Last week £88m was spent in the department store, a 12 per cent jump from the same time last year.

New gadgets are selling well, such as Kindle Readers, iPads, iPods and SLR digital cameras. Consumers may be stocking up before VAT is pushed up to 20 per cent in the new year.

UK retail sales have recently picked up, increasing by half a per cent between September and October. Last month’s figures were slightly lower than at the same point last year, but John Lewis’ announcement offers hope for a greater jump in high street sales this month.

Sales through the John Lewis website are up 42 per cent from last year, reflecting huge increases in internet purchases across the sector.

However, Director of Operational Development Lesley Ballantyne, insists that the group’s “bricks and clicks” policy is seeing improved sales in-store, as well as online.

Warm clothing and household items are also flying off the shelves, said Ballatyne, as shoppers battle the cold weather and prepare their homes for the holiday period.

The figures were described as “largely encouraging” by Howard Archer of IHS?Global Insight.

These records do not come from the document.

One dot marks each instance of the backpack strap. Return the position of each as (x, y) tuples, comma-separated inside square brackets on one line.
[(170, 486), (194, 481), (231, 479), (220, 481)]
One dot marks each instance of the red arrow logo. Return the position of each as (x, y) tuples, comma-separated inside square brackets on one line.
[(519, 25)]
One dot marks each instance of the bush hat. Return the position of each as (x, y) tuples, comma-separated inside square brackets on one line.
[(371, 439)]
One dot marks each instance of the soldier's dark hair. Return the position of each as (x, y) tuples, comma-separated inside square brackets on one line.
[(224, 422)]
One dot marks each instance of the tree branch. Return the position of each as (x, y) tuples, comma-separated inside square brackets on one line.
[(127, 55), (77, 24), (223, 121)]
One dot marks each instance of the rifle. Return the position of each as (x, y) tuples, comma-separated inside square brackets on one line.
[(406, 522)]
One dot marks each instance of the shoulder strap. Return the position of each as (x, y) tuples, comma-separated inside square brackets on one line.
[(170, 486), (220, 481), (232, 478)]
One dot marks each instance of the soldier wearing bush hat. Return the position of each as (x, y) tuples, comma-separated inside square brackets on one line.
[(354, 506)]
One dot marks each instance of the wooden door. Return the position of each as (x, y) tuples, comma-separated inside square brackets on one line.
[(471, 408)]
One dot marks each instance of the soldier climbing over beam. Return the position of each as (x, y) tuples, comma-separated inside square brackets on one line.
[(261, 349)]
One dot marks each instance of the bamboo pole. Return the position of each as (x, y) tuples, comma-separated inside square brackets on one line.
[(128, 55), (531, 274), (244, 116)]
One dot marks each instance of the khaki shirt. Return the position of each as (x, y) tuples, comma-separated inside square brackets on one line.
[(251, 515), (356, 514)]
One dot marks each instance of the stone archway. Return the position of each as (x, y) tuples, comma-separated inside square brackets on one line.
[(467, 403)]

However, he warned that while John Lewis has traditionally been seen as a bellwether for the industry, “it has recently been outperforming the retail sector as a whole.”

The news came as a household finance survey revealed that people are getting in more debt to pay for their spending.

The Markit Household Finance Index, based on data from Ipsos MORI, said that a rise in household spending “came at the expense of a survey record rise in debt and a steep fall in savings.”

As incomes fall, 29 per cent of respondents indicated a worsening of their finances (compared to seven per cent saying theirs had improved). Recognising the pinch on consumers, Tim Moore, an economist at Markit, said that “…falling incomes mean that higher spending is resulting in more debt and lower savings.”